AdM – Exacto. Isso é
a malandrice.
DS – Também deve ter
concorrido para haver muitas reacções encaloradas.
AdM – Algumas das
críticas que me fizeram foram as de que eu queria fazer passar uma ideia de
autenticidade, utilizando, precisamente, essas figuras de autoridade. De
“autoridade”, entre aspas, quer dizer, de autoridade convencional, não é? Em «As Horas de Maria» o médico diz uma
frase que os críticos não gostaram nada, que é a de que “eu até sou mais competente como arqueólogo do que como médico”,
porque ele dedicava-se ao estudo dos manuscritos antigos. Houve até um crítico
que disse que “pois, o que o Macedo quer
dizer com aquilo é que aquele médico, como é mais competente como arqueólogo,
está a destruir a tradição cristã com autoridade.” Com autoridade
“arqueológica” e não apenas como um individuo qualquer que se lembrou de dizer
o que disse. E isso vale para as outras personagens todas, no fundo. De facto,
é verdade, é essa a ideia. Essa subversão é uma dupla subversão. Não é apenas a
subversão do contestatário: é a subversão vinda de dentro da instituição.
DS – Nos seus filmes,
mesmo nos mais próximos de um certo realismo, é inegável que há um forte
substrato alegórico que, no mínimo, para a percepção do espectador, é sempre
cada vez mais elevado a cada novo filme. Mas até que ponto é que não existe,
também, um esoterismo subversivo, chamemos-lhe isso?

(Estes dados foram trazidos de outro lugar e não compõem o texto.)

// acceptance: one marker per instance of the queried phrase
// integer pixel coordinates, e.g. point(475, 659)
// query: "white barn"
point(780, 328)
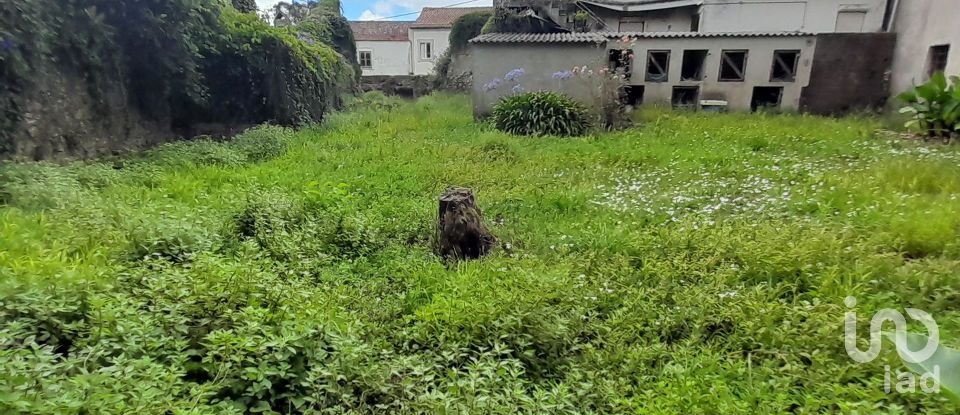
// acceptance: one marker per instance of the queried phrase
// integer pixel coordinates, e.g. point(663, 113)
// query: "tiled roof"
point(381, 31)
point(539, 38)
point(602, 37)
point(443, 17)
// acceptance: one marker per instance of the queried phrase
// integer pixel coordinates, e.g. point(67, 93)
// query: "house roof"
point(603, 37)
point(381, 31)
point(642, 5)
point(443, 17)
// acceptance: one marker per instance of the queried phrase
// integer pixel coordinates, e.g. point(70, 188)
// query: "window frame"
point(666, 68)
point(369, 56)
point(743, 70)
point(795, 68)
point(931, 54)
point(430, 49)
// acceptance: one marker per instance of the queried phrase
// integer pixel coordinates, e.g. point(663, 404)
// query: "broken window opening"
point(658, 66)
point(366, 59)
point(785, 65)
point(938, 59)
point(632, 95)
point(685, 97)
point(733, 64)
point(692, 67)
point(766, 97)
point(621, 62)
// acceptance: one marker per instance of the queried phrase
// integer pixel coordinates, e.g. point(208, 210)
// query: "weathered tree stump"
point(461, 233)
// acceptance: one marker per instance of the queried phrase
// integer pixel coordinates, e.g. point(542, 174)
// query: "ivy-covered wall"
point(88, 77)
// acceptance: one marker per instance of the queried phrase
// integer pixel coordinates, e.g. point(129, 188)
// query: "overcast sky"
point(378, 9)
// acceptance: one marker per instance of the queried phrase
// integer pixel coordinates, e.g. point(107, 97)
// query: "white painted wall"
point(921, 24)
point(389, 57)
point(738, 94)
point(441, 42)
point(814, 16)
point(669, 20)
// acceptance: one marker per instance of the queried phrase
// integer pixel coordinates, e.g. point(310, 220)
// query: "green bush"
point(541, 113)
point(934, 106)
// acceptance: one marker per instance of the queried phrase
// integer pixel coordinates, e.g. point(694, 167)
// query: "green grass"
point(694, 264)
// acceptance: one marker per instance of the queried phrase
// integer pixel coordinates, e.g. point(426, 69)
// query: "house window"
point(938, 59)
point(766, 98)
point(685, 97)
point(621, 62)
point(784, 65)
point(658, 65)
point(692, 68)
point(733, 65)
point(850, 21)
point(366, 59)
point(426, 49)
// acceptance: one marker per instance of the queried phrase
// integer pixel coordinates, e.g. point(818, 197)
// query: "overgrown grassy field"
point(695, 264)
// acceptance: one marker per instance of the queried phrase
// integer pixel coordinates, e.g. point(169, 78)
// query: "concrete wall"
point(814, 16)
point(920, 24)
point(441, 42)
point(669, 20)
point(738, 94)
point(540, 61)
point(389, 57)
point(844, 79)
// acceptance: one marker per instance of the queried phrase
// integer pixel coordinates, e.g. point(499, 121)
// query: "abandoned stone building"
point(821, 56)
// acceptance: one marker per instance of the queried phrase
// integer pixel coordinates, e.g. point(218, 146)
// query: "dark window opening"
point(685, 97)
point(733, 65)
point(632, 95)
point(938, 59)
point(658, 65)
point(692, 68)
point(766, 97)
point(785, 65)
point(366, 59)
point(621, 62)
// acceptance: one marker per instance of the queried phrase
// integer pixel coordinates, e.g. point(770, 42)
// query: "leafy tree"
point(245, 6)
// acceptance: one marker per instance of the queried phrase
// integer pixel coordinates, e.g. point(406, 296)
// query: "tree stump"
point(461, 233)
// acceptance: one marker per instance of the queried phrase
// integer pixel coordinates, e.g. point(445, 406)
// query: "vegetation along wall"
point(88, 77)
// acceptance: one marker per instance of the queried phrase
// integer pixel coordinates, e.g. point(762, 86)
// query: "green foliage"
point(245, 6)
point(934, 106)
point(178, 63)
point(945, 362)
point(665, 269)
point(541, 113)
point(466, 27)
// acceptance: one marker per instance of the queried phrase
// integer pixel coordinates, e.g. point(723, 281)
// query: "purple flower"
point(514, 75)
point(563, 75)
point(494, 84)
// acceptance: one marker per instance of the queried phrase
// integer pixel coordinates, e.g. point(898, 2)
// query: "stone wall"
point(851, 72)
point(407, 86)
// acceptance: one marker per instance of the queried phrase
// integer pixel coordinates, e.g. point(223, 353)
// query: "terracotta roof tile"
point(602, 37)
point(381, 31)
point(443, 17)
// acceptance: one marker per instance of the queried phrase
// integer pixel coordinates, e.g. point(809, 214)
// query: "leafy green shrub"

Nos seus filmes é
frequente aparecerem, falando numa linguagem de iniciação, “maus iniciados” e
“bons profanos”. Pelo menos no meu ponto de vista. Por exemplo… «O Princípio da Sabedoria» pareceu-me
ser um filme sobre "anti-iniciação". Ou sobre uma "falsa
iniciação", levada a cabo pelos desejos materialistas, e pelo egoísmo mais
elementar, encerrados na personagem do arquitecto, interpretada pelo Sinde
Filipe. O Jardim é o local por excelência da iniciação, não é?, o adepto vai
percorrendo esse local, mais ou menos concêntrico, até ser coroado pela
Bem-Aventurança e partilhar do domínio dos deuses, mas no seu filme o iniciado,
neste caso seria o arquitecto, “perde a coroa”, entre aspas, ou seja: vai
despojando-se até acabar os seus dias como desgraçado "falso
iniciado", condenado a pedinchar paliativos materiais. Quem, realmente, beneficia
do Jardim são aqueles que procuram, sem segundas intenções, os objectos de suas
preocupações – aqueles que, no fundo, dominam, sem terem consciência disso,
sequer, a arte da percepção. Eles percepcionam que no Jardim se encontra aquilo
que procuram, embora sem terem lá estado, pelo menos a maioria deles. No final,
o arquitecto, em vez de ser recebido pelos deuses, é abandonado pelos
serventes, naquela cena pesadelar em que ele regressa da vila, à noite – e que
é um espelho invertido e irónico do ágape que lhe estaria reservado se ele tivesse
tido outra arte de percepcionar. A reunião no final do filme, com todas as
personagens, é, nesse sentido, simbólica, porque demonstra que nem tudo estará
perdido, se houver verdadeira vontade. Vontade e arte de lá chegarem.
AdM – A sua
interpretação deu-me uma visão da anti-iniciação do arquitecto – do
"candidato"? – curiosamente inesperada: o Jardim como local mágico de
todas as maravilhas possíveis e impossíveis, até à anti-iniciação como uma
espécie de cúmplice duma entropia que finge querer negar-se a si própria,
múltiplos registos se nos apresentam que, no fundo, simbolizam o infinito
reservatório de todas as escolhas que temos pela frente e das quais apenas uma
nos serve... e o busílis está em adivinharmos qual.
DS – Agora fiquei a
pensar no conceito de "anti-iniciação", pois tudo tem o seu
contrário: matéria e anti-matéria, catástrofe e eucatástrofe… Então e iniciação
e anti-iniciação?
Mas, a existir, teria de ser uma "verdadeira" anti-iniciação: ou seja, algo que despoje e não algo que acrescente. Embora mestre do seu Jardim, o arquitecto parece imune, e até cego, ao maravilhoso que dele emana, preocupando-se antes com questões completamente materialistas, aquela rotina doentia – uma espécie de Usher mais enérgico, mas não menos mórbido. Ele não percorre o Jardim: deixa que outros o percorram por ele e é esse exercício que o vai tornando num anti-iniciado, até acabar despojado e abandonado no final, num reverso irónico do ágape no patamar dos deuses que seria a recompensa do iniciado perfeito.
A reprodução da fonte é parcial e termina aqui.